Des Africains dans une rue commerçante de Guanzhou, août 2013.
Des Africains dans une rue commerçante de Guanzhou, août 2013.Crédits : AFP
Ancien ambassadeur des Etats-Unis en Somalie et au Burkina Faso, David Shinn est l’un des plus grands experts américains de la Chinafrique. Professeur à l’université George Washington, il suit de près l’expansion militaire chinoise sur le continent.

La Chinafrique n’est pas seulement économique mais politique, dites-vous ?
Oui, tout à fait ! Les médias ont tendance à se concentrer sur l’histoire récente et il est vrai que depuis 2012, l’expansion chinoise sur le continent africain est remarquable. Il s’agit d’une expansion évidemment économique, mais aussi politique, diplomatique et militaire. Ce n’est pas nouveau, simplement les enjeux ont évolué. Dans les années 1950, la Chine soutenait les mouvements politiques indépendantistes et de libération nationale, notamment au Cameroun et dans de nombreux pays francophones. Il y avait dès cette époque des relations militaires importantes. Mais c’était un soutien essentiellement idéologique.

Il y a aussi une aide militaire ?
Dans les années 1960, 3 à 5 % des équipements militaires que l’on trouvait en Afrique venaient de Chine.
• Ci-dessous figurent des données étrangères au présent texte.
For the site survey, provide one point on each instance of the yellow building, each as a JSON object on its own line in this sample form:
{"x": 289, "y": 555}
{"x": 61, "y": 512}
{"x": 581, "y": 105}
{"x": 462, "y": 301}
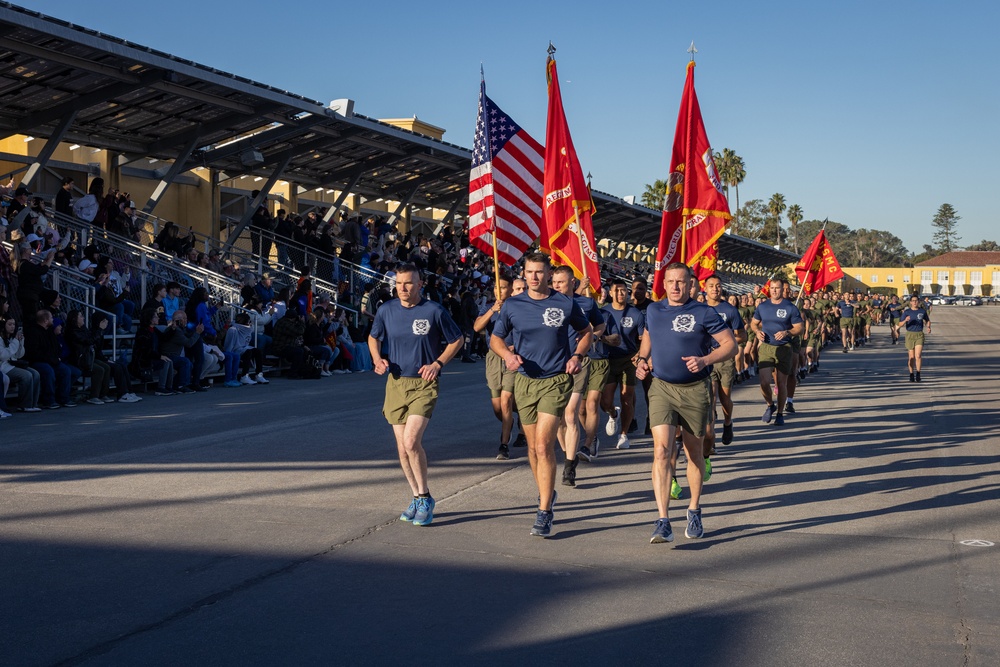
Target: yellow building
{"x": 954, "y": 273}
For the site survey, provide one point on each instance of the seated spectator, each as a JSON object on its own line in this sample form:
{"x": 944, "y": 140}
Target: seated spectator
{"x": 147, "y": 362}
{"x": 239, "y": 341}
{"x": 13, "y": 365}
{"x": 42, "y": 352}
{"x": 183, "y": 347}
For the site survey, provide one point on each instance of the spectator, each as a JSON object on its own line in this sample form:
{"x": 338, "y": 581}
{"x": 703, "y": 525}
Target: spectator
{"x": 13, "y": 365}
{"x": 42, "y": 352}
{"x": 147, "y": 361}
{"x": 183, "y": 347}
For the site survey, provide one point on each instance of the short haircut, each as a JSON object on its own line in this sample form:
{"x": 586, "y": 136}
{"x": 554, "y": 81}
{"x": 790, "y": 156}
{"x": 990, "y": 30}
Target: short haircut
{"x": 538, "y": 258}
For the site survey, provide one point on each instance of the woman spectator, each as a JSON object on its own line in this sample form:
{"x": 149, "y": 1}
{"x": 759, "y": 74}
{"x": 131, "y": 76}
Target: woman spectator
{"x": 28, "y": 382}
{"x": 147, "y": 362}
Aujourd’hui, ce sont au moins 25 % de toutes les armes conventionnelles en Afrique qui sont chinoises. Bien plus, si l’on considère les armes légères. C’est un marché considérable. Un moyen de gagner de l’argent.

Par ailleurs, la Chine est très impliquée depuis les années 1990 dans les opérations de maintien de la paix sous la bannière onusienne. Elle est de loin le premier contributeur en termes d’hommes avec actuellement 2 664 casques bleus chinois déployés sur le continent. Il s’agit de policiers, d’experts, de logisticiens, mais aussi depuis peu de troupes combattantes déployées au Mali il y a deux ans et, depuis cette année, au Soudan du Sud. La Chine participe à sept opérations de maintien de la paix en Afrique. Sans compter, depuis 2008, la participation de deux frégates chinoises aux opérations anti-piraterie dans le golfe d’Aden.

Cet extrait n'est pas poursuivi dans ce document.